Nova Sonic 1.0 Voice IDs (11 voices)
See official documentation for most up-to-date list and IDs.
- English (US):
tiffany,matthew - English (UK):
amy - French:
ambre,florian - Italian:
beatrice,lorenzo - German:
greta,lennart - Spanish:
lupe,carlos
Text Prompting with generate_reply()
Nova 2 Sonic supports programmatic text input. This can be used to trigger agent responses or to mix speech and text input within a UI in the same conversation:
class Assistant(Agent):
async def on_enter(self):
# Make the agent speak first with a greeting
await self.session.generate_reply(
instructions="Greet the user and introduce your capabilities"
)
instructions vs user_input
The generate_reply() method accepts two parameters with different behaviors:
instructions - System-level commands (recommended):
await session.generate_reply(
instructions="Greet the user warmly and ask how you can help"
)
- Sent as a system prompt/command to the model
- Triggers immediate generation
- Does not appear in conversation history as user message
- Use for: Agent-initiated speech, prompting specific behaviors
user_input - Simulated user messages:
await session.generate_reply(
user_input="Hello, I need help with my account"
)
- Sent as interactive USER role content
- Added to Nova's conversation context
- Triggers generation as if user spoke
- Use for: Testing, simulating user input, programmatic conversations
When to use each:
- Agent greetings: Use
instructions- agent should speak without user input - Guided responses: Use
instructions- direct the agent's next action - Simulated conversations: Use
user_input- test multi-turn dialogs - Programmatic user input: Use
user_input- inject text as if user spoke
Turn-Taking Sensitivity
Control how quickly the agent responds to pauses:
model = aws.realtime.RealtimeModel.with_nova_sonic_2(
turn_detection="MEDIUM" # HIGH, MEDIUM (default), LOW
)
- HIGH: Fastest response time, optimized for latency. May interrupt slower speakers
- MEDIUM: Balanced approach with moderate response time. Reduces false positives while maintaining responsiveness (recommended)

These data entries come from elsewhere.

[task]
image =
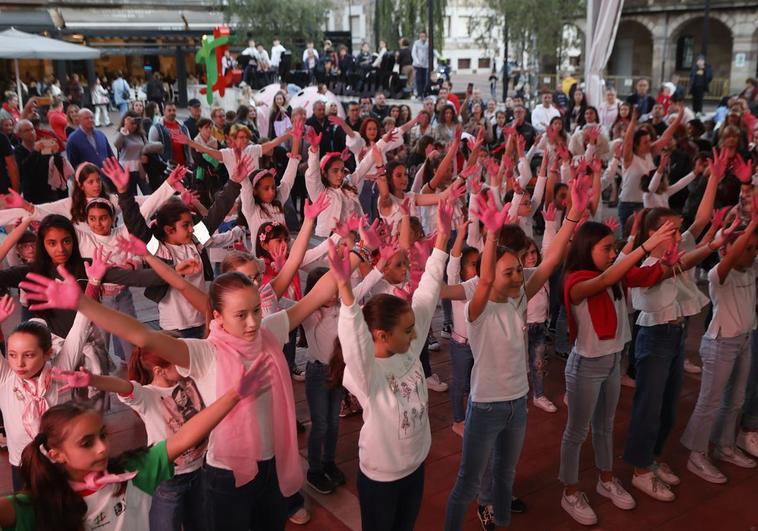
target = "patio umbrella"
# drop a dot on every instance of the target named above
(17, 45)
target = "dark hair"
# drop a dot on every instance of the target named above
(168, 215)
(78, 199)
(225, 283)
(56, 506)
(40, 332)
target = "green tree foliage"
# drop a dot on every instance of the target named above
(405, 18)
(293, 21)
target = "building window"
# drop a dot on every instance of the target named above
(685, 52)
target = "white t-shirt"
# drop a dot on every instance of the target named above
(202, 369)
(733, 303)
(164, 410)
(498, 344)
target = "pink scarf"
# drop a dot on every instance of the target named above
(236, 440)
(35, 403)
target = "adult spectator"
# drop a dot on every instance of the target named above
(87, 144)
(74, 90)
(41, 180)
(641, 99)
(521, 126)
(155, 91)
(542, 114)
(173, 151)
(122, 93)
(404, 58)
(420, 56)
(196, 112)
(57, 118)
(8, 168)
(701, 75)
(380, 110)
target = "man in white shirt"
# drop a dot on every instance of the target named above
(542, 114)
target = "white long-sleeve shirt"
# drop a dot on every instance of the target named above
(395, 437)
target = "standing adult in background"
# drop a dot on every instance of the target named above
(155, 92)
(121, 93)
(196, 111)
(420, 56)
(701, 75)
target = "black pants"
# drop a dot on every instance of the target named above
(390, 505)
(256, 506)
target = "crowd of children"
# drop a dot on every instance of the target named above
(360, 284)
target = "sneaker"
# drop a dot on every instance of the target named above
(653, 487)
(517, 505)
(700, 465)
(579, 508)
(334, 473)
(301, 517)
(665, 474)
(628, 381)
(545, 404)
(691, 367)
(616, 493)
(319, 482)
(748, 441)
(486, 517)
(435, 384)
(431, 342)
(732, 454)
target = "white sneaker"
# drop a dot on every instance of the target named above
(653, 487)
(701, 466)
(748, 441)
(616, 493)
(665, 474)
(579, 508)
(545, 404)
(691, 367)
(732, 454)
(435, 384)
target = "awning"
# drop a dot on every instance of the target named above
(138, 20)
(26, 19)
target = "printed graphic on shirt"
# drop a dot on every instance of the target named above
(412, 401)
(182, 404)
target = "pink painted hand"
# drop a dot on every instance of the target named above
(7, 307)
(131, 245)
(312, 210)
(339, 265)
(52, 294)
(99, 265)
(118, 175)
(71, 379)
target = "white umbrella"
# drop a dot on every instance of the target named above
(17, 45)
(310, 95)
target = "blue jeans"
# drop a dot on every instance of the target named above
(255, 506)
(537, 333)
(179, 503)
(124, 303)
(493, 429)
(726, 367)
(592, 387)
(324, 405)
(390, 505)
(461, 361)
(659, 363)
(750, 410)
(626, 209)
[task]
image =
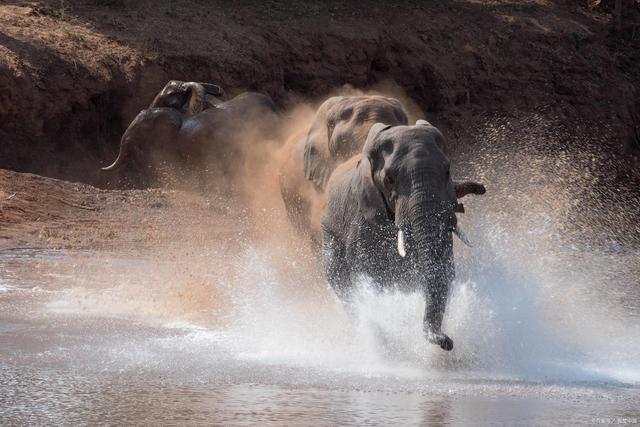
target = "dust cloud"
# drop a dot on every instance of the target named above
(548, 291)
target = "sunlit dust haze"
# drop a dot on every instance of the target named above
(543, 296)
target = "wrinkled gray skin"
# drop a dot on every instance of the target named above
(402, 182)
(337, 132)
(188, 97)
(167, 134)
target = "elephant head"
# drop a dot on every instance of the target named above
(339, 131)
(187, 97)
(406, 181)
(152, 129)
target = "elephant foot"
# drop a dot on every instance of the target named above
(440, 339)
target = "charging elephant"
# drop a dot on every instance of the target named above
(337, 132)
(390, 215)
(169, 135)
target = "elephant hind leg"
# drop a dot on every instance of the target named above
(435, 304)
(335, 266)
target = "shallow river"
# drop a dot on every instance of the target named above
(250, 338)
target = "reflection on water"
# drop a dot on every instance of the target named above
(545, 316)
(121, 339)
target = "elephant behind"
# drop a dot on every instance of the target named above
(337, 132)
(181, 137)
(390, 215)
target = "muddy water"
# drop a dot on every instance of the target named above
(544, 313)
(151, 338)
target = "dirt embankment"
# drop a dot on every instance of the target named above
(74, 73)
(41, 212)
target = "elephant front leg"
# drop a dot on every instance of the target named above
(436, 303)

- LOW: Slowest response time with maximum patience, better for hesitant speakers
Complete Example
from livekit import agents
from livekit.agents import Agent, AgentSession
from livekit.plugins import aws
from dotenv import load_dotenv
load_dotenv()
class Assistant(Agent):
def __init__(self):
super().__init__(
instructions="You are a helpful voice assistant powered by Amazon Nova 2 Sonic."
)
async def on_enter(self):
await self.session.generate_reply(
instructions="Greet the user and offer assistance"
)
server = agents.AgentServer()
@server.rtc_session()
async def entrypoint(ctx: agents.JobContext):
await ctx.connect()
session = AgentSession(
llm=aws.realtime.RealtimeModel.with_nova_sonic_2(
voice="matthew",
turn_detection="MEDIUM",
tool_choice="auto"
)
)
await session.start(room=ctx.room, agent=Assistant())

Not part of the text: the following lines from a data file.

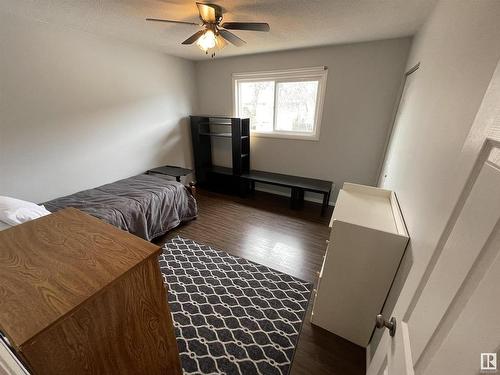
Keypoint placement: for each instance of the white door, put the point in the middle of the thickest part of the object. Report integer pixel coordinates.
(454, 314)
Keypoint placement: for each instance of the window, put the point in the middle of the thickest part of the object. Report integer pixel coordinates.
(286, 104)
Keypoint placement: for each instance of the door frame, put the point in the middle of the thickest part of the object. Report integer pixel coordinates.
(484, 136)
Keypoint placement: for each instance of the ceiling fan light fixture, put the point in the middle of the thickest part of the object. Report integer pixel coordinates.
(207, 40)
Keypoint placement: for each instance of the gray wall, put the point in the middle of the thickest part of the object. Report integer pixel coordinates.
(458, 49)
(363, 84)
(77, 110)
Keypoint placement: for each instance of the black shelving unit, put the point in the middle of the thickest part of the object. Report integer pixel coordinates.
(203, 129)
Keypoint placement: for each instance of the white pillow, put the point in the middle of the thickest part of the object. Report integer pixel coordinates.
(15, 211)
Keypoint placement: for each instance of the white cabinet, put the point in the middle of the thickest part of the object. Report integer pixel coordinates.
(368, 238)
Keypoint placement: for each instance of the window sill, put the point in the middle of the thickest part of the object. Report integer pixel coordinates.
(302, 137)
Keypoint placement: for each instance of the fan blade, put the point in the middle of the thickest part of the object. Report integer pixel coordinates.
(207, 12)
(172, 21)
(253, 26)
(231, 38)
(220, 42)
(193, 38)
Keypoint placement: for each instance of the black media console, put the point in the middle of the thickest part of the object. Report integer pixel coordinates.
(240, 178)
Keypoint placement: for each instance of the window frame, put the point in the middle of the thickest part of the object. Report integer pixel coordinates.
(318, 74)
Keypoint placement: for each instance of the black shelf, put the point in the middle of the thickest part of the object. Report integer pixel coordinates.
(215, 123)
(210, 175)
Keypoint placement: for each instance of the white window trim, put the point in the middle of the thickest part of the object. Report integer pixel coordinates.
(290, 75)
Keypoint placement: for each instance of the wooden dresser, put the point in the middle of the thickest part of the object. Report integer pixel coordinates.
(79, 296)
(367, 240)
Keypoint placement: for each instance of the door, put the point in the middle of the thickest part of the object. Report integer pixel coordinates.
(450, 324)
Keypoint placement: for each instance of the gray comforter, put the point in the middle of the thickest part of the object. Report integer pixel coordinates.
(145, 205)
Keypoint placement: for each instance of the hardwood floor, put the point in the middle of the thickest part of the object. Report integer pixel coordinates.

if __name__ == "__main__":
agents.cli.run_app(server)
Pipeline Mode (STT + LLM + TTS)
For more control over individual components, use pipeline mode:
from livekit.plugins import aws, silero
session = AgentSession(
stt=aws.STT(), # Amazon Transcribe
llm=aws.LLM(), # Nova 2 Lite (default)
tts=aws.TTS(), # Amazon Polly
vad=silero.VAD.load(),
)
Nova 2 Lite
Amazon Nova 2 Lite is a fast, cost-effective reasoning model optimized for everyday AI workloads:
- Lightning-fast processing - Very low latency for real-time conversations
- Cost-effective - Industry-leading price-performance
- Multimodal inputs - Text, image, and video (documentation)
- 1 million token context window - Handle long conversations and complex context (source)
- Agentic workflows - RAG systems, function calling, tool use
- Fine-tuning support - Customize for your specific use case
Ideal for pipeline mode where you need fast, accurate LLM responses in voice applications.